The ‘inside’ story of iconic Butlin’s brand

Looking at the history of Butlins, The Nations Host. Picture: Penguin  Random House
Looking at the history of Butlins, The Nations Host. Picture: Penguin Random House

The name Butlin’s has long been famous when it comes to seaside holidays and now a new book delves into the fascinating history of the company as it celebrates its 80th year.

Accomplished historian Kathryn Ferry has produced a remarkable and unique look into the background of the popular brand.

“The Nation’s Host charts the incredible inside story of Butlin’s, from its origins in a British society still reeling from the economic downturn of the 1920s, to its heyday in the mid-twentieth century and the challenges posed by the arrival of overseas package holidays.”

Publisher Penguin

With more and more Brits opting for ‘staycations’ post-Brexit as the cost of holidaying abroad rises, Butlin’s is continuing to attract visitors year round.

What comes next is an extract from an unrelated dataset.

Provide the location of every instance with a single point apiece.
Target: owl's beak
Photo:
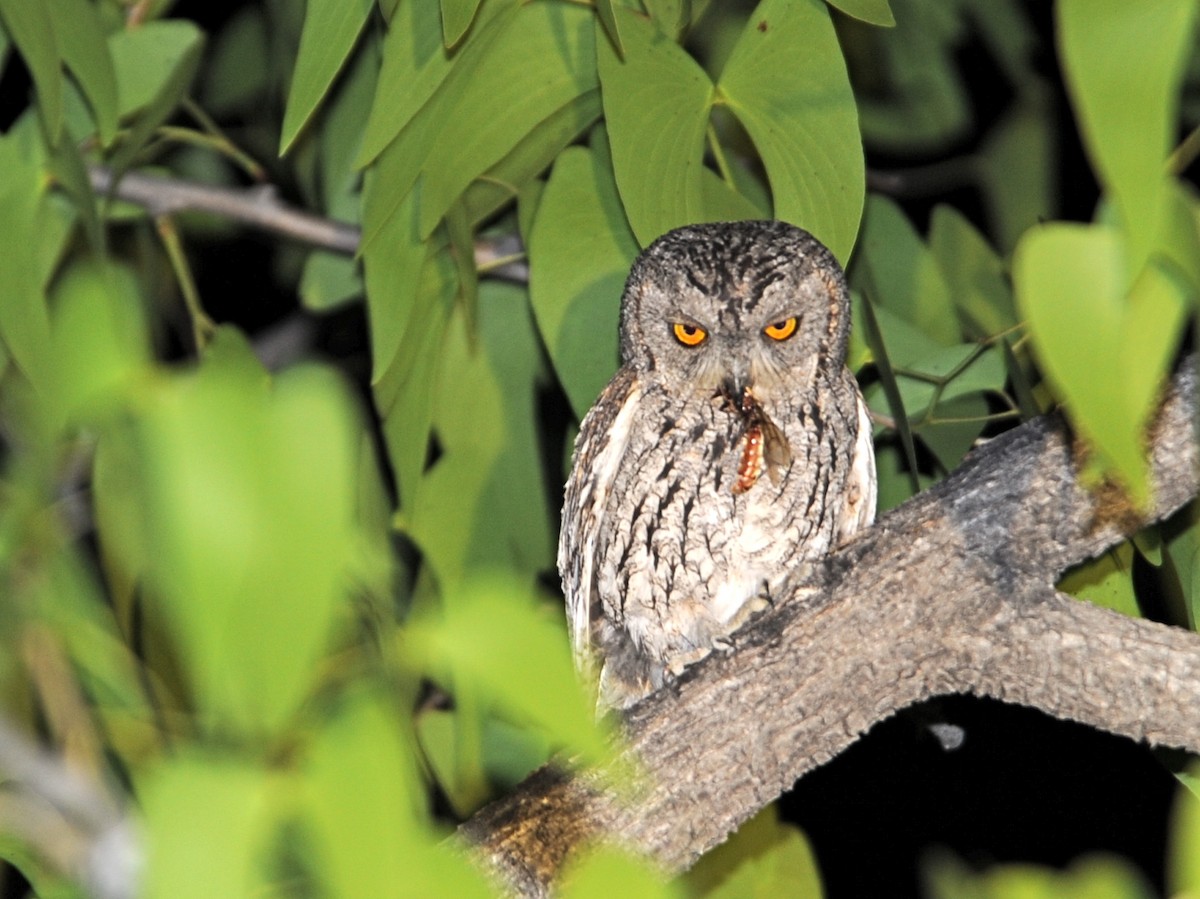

The book, called ‘The Nation’s Host: Butlin’s and the Story of the British Seaside’, has been illustrated with never before seen images from the Butlin’s archive, including Skegness.

Publisher Penguin said: “In 1936, with the opening of his first holiday camp in Skegness, Billy Butlin laid the foundations for a new era in the history of the British seaside.

“Today, his legacy still lives on as Butlin’s celebrates its 80th year as an iconic British holiday retreat.

“The Nation’s Host charts the incredible inside story of Butlin’s, from its origins in a British society still reeling from the economic downturn of the 1920s, to its heyday in the mid-twentieth century and the challenges posed by the arrival of overseas package holidays.

“From travelling showman to entrepreneur, Billy Butlin’s remarkable success lay in offering affordable luxury wrapped in a package of all-inclusive accommodation, meals and high quality entertainment.”

In the book, the author writes: “Asked about the secret of his success in a 1947 interview, Billy Butlin said the key was to ‘strike a lucky idea, sell the people something they need and wrap it in cellophane. The cellophane is important - don’t take this literally - but it’s the way you serve people that really matters; those little touches, the paper you wrap the parcel in and the ribbon you tie it with’.”

The book is released on November 3, with Butlin’s donating a percentage of each book sold to the Great Ormond Street Hospital Children’s Charity.